Viewpoint: according to the latest PMI data, the economy has rebounded, but on the whole, it is still anti pumping, and the downward pressure is still large. However, with the support of relatively stable fundamentals and liquidity, the market as a whole maintained a good foundation. With the inflation peaking expectation strengthened and the RRR reduction expectation landed, the expectation of monetary easing increased again, bringing an overall boost to the market. Under the expectation of monetary and credit easing in the coming year, the market is also expected to gradually open a good trend. In the short term, after last week’s adjustment, the index bottomed out and rebounded this week, and ushered in a general rise. In terms of stage, under the reduction of reserve requirement and LPR, the expectation of monetary easing cycle is enhanced, which is expected to support the bottom of the market. The logic of A-share structure has not changed, and bargain hunting is still a good bargain hunting opportunity.
Today, both Shanghai and Shenzhen stock markets opened high and fluctuated after the opening. Under the arrangement of heavyweights, the Shanghai index operated in a small space and turned green slightly in the afternoon. The performance of Chinese theme stocks was strong under the boost of peripheral medium concept stocks, which boosted the performance of gem and Shenzhen composite index. So far, the short-term adjustment since the 13th has basically come to an end. In terms of sectors, the media sector led the rise, while many sectors such as electronics, agriculture, forestry, animal husbandry and fishery and building materials strengthened, while real estate ushered in a retreat, and architectural decoration, steel and non bank finance fell.
Yesterday, more than 3400 stocks rose in the two cities, which is also the day with the largest number of gainers in the two cities for some time, which fully shows that the overall mood of the market is good. Today, the index ushered in differentiation, especially the callback after the continuous sharp rise of the real estate industry chain, which caused some inhibition to the market. However, it is reasonable. After all, yesterday we also proposed that the differentiation after the continuous rise of the real estate sector is inevitable. However, for the real estate sector, the rebound trend of the sector under the policy boost is not over, and there are still repeated.
For today’s market differentiation, on the one hand, it is the impact of the return of blue chips such as real estate. On the other hand, it is also a digestion after yesterday’s general rise; In addition, the rise of overseas Chinese concept stocks stimulated the continuous rebound of the gem and Shenzhen composite index. Therefore, the overall performance of the market is healthy, the overall momentum is under rotation, and the structural market is still strong.

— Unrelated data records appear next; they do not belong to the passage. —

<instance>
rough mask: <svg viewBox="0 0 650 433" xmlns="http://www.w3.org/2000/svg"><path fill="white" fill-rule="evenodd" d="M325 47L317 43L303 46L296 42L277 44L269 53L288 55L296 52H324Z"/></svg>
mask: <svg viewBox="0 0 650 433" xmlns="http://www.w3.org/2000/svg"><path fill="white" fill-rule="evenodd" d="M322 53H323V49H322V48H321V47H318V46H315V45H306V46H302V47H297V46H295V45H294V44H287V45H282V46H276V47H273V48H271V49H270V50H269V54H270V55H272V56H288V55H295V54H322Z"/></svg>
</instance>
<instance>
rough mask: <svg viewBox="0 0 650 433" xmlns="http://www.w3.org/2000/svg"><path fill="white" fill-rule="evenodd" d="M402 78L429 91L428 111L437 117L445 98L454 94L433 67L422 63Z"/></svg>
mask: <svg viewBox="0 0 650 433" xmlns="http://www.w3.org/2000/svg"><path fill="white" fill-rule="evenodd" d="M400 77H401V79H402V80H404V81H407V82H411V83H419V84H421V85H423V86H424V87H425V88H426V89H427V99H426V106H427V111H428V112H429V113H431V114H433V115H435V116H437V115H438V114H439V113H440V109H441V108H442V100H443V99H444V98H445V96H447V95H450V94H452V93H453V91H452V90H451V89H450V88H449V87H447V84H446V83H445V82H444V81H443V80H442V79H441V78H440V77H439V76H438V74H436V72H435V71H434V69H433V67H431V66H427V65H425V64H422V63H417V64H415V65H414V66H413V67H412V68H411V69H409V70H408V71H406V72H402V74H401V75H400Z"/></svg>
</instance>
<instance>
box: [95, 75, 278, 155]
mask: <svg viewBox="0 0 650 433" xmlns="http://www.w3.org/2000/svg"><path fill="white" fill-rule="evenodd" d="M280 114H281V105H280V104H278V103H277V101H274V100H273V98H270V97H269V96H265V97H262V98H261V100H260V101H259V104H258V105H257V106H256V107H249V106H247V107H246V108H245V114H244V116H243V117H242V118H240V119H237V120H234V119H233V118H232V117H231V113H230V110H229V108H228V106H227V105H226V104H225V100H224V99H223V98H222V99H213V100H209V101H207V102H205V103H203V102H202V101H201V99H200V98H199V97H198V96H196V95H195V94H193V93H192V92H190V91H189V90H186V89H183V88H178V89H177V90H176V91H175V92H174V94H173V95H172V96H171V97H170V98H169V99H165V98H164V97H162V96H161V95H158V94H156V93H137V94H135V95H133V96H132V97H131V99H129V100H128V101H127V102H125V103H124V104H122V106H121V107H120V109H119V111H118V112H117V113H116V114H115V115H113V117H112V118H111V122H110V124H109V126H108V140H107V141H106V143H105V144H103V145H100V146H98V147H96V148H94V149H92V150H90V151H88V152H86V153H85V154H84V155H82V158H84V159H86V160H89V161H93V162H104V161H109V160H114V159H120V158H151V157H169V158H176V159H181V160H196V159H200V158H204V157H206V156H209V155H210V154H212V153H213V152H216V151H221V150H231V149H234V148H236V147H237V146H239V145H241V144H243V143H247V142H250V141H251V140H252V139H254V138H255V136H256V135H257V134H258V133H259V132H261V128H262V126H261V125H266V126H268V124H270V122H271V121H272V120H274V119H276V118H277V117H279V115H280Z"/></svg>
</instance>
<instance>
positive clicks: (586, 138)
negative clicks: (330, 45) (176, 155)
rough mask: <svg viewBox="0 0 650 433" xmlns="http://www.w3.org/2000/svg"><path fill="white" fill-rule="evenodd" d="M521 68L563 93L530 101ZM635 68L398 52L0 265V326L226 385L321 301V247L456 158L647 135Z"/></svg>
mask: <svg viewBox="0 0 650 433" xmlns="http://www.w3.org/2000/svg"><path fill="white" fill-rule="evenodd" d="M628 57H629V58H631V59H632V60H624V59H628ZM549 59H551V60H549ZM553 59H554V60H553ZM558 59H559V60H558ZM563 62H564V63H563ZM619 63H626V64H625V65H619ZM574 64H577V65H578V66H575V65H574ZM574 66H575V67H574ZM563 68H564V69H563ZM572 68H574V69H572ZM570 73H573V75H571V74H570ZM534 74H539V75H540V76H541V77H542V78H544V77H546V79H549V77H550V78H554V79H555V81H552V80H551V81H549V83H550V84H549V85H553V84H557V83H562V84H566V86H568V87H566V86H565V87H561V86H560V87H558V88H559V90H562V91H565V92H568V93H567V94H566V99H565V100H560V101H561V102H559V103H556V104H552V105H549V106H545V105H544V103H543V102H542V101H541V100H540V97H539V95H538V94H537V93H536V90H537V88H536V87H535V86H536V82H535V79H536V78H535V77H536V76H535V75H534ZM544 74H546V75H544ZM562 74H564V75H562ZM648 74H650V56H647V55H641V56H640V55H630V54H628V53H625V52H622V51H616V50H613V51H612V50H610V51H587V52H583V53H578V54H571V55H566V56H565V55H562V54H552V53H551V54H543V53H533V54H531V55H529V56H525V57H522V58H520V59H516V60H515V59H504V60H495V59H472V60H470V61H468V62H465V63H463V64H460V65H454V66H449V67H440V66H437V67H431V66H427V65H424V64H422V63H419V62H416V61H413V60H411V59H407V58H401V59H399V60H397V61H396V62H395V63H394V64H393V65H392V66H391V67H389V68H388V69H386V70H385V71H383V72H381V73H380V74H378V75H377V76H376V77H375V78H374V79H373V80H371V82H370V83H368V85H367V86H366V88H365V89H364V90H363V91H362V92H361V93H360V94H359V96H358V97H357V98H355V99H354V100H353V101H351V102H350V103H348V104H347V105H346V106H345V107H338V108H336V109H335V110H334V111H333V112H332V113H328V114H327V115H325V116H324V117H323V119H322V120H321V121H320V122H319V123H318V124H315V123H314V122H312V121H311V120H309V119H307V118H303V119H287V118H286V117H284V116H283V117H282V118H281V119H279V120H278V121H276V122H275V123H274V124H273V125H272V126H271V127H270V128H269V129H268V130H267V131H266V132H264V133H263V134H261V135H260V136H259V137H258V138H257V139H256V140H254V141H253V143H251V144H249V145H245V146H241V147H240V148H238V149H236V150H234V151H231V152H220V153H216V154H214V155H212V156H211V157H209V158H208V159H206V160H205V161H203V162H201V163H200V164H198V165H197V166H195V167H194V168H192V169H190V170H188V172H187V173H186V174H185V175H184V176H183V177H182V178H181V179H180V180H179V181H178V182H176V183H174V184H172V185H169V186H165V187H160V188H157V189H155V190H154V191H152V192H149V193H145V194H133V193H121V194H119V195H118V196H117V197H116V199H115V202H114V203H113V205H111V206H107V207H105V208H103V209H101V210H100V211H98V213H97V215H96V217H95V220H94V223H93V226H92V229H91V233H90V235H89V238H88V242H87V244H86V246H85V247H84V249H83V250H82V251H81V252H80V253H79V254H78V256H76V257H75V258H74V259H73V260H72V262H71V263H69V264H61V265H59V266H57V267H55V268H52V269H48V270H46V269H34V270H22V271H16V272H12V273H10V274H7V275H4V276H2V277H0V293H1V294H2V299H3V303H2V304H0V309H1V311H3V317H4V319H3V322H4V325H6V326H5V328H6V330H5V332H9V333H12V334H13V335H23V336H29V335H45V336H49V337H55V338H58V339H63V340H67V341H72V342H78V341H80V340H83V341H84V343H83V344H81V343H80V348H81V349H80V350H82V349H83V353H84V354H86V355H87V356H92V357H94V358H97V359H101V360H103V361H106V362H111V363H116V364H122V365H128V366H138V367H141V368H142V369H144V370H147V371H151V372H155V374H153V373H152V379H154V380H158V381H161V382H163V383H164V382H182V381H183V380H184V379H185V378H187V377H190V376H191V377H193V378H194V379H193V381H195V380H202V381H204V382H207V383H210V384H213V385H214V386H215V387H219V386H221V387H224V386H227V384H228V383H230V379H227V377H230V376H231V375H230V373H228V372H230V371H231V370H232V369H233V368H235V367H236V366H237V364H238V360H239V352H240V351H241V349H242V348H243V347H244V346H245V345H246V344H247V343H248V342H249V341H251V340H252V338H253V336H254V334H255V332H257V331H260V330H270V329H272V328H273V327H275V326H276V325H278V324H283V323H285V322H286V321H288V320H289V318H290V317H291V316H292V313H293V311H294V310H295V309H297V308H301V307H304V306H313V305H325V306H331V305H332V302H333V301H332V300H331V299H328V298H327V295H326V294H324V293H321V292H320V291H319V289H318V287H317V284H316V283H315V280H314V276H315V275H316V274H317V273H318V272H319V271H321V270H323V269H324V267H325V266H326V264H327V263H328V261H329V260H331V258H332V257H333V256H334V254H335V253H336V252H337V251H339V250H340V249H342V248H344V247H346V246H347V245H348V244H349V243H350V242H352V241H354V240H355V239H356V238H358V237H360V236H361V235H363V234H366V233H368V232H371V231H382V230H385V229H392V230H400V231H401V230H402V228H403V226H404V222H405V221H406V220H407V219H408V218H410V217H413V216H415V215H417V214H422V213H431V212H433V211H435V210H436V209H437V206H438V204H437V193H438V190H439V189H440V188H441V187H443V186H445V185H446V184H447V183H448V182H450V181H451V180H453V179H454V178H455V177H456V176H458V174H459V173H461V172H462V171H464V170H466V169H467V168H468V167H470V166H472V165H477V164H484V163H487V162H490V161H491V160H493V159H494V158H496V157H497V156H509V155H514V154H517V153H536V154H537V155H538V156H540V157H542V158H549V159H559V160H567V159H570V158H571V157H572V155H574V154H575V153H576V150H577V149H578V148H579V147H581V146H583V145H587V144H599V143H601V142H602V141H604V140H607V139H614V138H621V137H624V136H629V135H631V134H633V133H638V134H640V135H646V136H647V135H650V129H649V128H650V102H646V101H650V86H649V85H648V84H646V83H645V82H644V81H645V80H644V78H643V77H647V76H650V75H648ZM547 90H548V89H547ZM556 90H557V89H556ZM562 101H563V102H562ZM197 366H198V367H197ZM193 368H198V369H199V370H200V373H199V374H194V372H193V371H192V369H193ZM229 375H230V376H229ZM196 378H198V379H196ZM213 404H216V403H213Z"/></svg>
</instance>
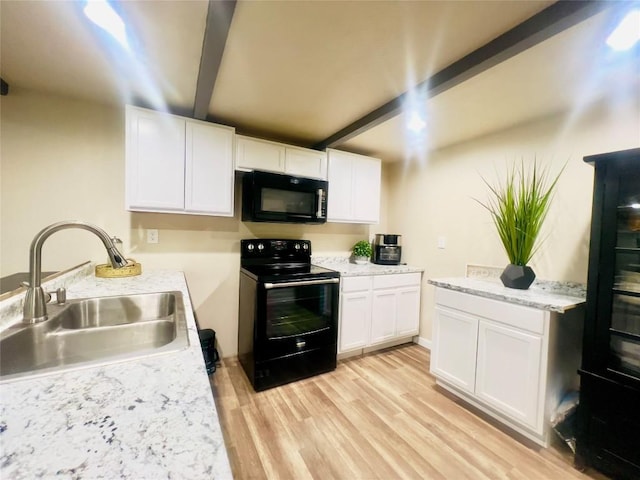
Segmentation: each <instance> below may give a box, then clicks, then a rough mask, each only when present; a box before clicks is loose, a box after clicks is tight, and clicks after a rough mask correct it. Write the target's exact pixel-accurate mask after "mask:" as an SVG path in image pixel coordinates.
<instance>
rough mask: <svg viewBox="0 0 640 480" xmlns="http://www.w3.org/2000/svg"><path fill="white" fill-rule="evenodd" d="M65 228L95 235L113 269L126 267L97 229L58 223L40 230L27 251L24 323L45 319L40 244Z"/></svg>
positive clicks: (116, 252) (100, 229)
mask: <svg viewBox="0 0 640 480" xmlns="http://www.w3.org/2000/svg"><path fill="white" fill-rule="evenodd" d="M67 228H81V229H83V230H89V231H90V232H92V233H95V234H96V235H97V236H98V237H99V238H100V240H102V243H103V244H104V248H106V249H107V253H108V254H109V259H110V260H111V265H113V268H121V267H124V266H126V265H127V261H126V259H125V258H124V256H123V255H122V254H121V253H120V252H119V251H118V249H117V248H116V247H115V246H114V245H113V242H112V241H111V238H109V235H107V233H106V232H105V231H104V230H102V229H101V228H99V227H96V226H95V225H91V224H90V223H85V222H81V221H66V222H58V223H54V224H51V225H49V226H48V227H45V228H44V229H42V230H41V231H40V232H38V234H37V235H36V236H35V237H34V238H33V241H32V242H31V249H30V250H29V285H28V289H27V293H26V296H25V299H24V310H23V316H22V321H23V322H24V323H38V322H42V321H44V320H46V319H47V300H48V299H47V297H50V295H49V294H47V293H45V291H44V290H43V289H42V286H41V285H40V283H41V282H42V244H43V243H44V241H45V240H46V239H47V238H49V236H51V234H53V233H55V232H57V231H59V230H65V229H67Z"/></svg>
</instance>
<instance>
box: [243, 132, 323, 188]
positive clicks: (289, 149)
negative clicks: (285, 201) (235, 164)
mask: <svg viewBox="0 0 640 480" xmlns="http://www.w3.org/2000/svg"><path fill="white" fill-rule="evenodd" d="M236 170H243V171H249V170H265V171H269V172H275V173H286V174H287V175H294V176H297V177H310V178H319V179H321V180H326V179H327V154H326V153H324V152H320V151H318V150H311V149H308V148H300V147H293V146H290V145H285V144H282V143H277V142H270V141H267V140H260V139H257V138H251V137H244V136H242V135H236Z"/></svg>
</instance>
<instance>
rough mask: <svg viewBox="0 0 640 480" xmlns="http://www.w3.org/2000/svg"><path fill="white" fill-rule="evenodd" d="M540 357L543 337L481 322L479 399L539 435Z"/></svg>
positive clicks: (477, 369) (483, 322) (479, 373)
mask: <svg viewBox="0 0 640 480" xmlns="http://www.w3.org/2000/svg"><path fill="white" fill-rule="evenodd" d="M541 355H542V338H541V337H540V336H538V335H534V334H530V333H525V332H522V331H519V330H515V329H513V328H510V327H507V326H503V325H498V324H494V323H491V322H485V321H480V325H479V328H478V364H477V373H476V396H477V397H478V398H480V399H482V400H483V401H484V402H486V403H487V404H488V405H490V406H492V407H493V408H495V409H497V410H499V411H500V412H502V413H504V414H506V415H508V416H509V417H511V418H513V419H514V420H517V421H519V422H520V423H522V424H524V425H526V426H528V427H531V428H533V429H535V430H536V431H538V433H542V414H540V415H539V413H538V406H539V404H540V399H539V397H540V388H541V379H540V372H541V367H540V362H541Z"/></svg>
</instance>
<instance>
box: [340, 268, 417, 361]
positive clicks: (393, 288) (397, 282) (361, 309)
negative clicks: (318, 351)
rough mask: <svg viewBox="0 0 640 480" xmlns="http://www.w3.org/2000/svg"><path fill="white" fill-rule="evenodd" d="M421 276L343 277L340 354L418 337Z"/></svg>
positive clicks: (384, 275)
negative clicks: (410, 336)
mask: <svg viewBox="0 0 640 480" xmlns="http://www.w3.org/2000/svg"><path fill="white" fill-rule="evenodd" d="M420 277H421V274H420V273H403V274H391V275H373V276H357V277H343V278H342V279H341V283H340V285H341V286H340V319H339V325H340V328H339V330H338V337H339V338H338V345H339V346H338V352H339V353H345V352H349V351H353V350H356V349H364V348H368V347H373V346H375V345H380V344H384V343H386V342H390V341H393V340H397V339H401V338H403V337H409V336H413V335H417V334H418V331H419V328H420V281H421V278H420Z"/></svg>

Since last week, there have been continuous adjustments in the market. We believe that the adjustment here is a benign step back, mainly due to the previous continuous and rapid upward decline in demand and the impact of sharp fluctuations in overseas markets. Of course, there is also the suppression of news in the Chinese market. With the support of fundamentals, the two days ushered in a gradual recovery. With the central bank’s RRR reduction and LPR reduction, the easing cycle has been opened, and the overall liquidity may tend to be abundant under stable liquidity, which will boost the market. The stage adjustment is expected to come to an end and continue the overall good trend.
In short, with the policy of steady growth, we continue to be optimistic about the market in the next year and the first quarter of next year. In the recent consolidation process, investors can still consider bargain hunting for appropriate allocation. In terms of specific opportunities, it is suggested to explore from three angles: first, the “steady growth” or phased main line from the policy perspective, and the involved sectors can track building materials, construction machinery, food and beverage and household appliances; Secondly, it can also be superimposed with varieties with high attention to funds in the north, such as financial and other value blue chips, in which it can focus on the securities sector with undervalued value and good performance; Third, science and technology and new energy are mainly varieties with relatively uncertain growth under the downward pressure of the economy.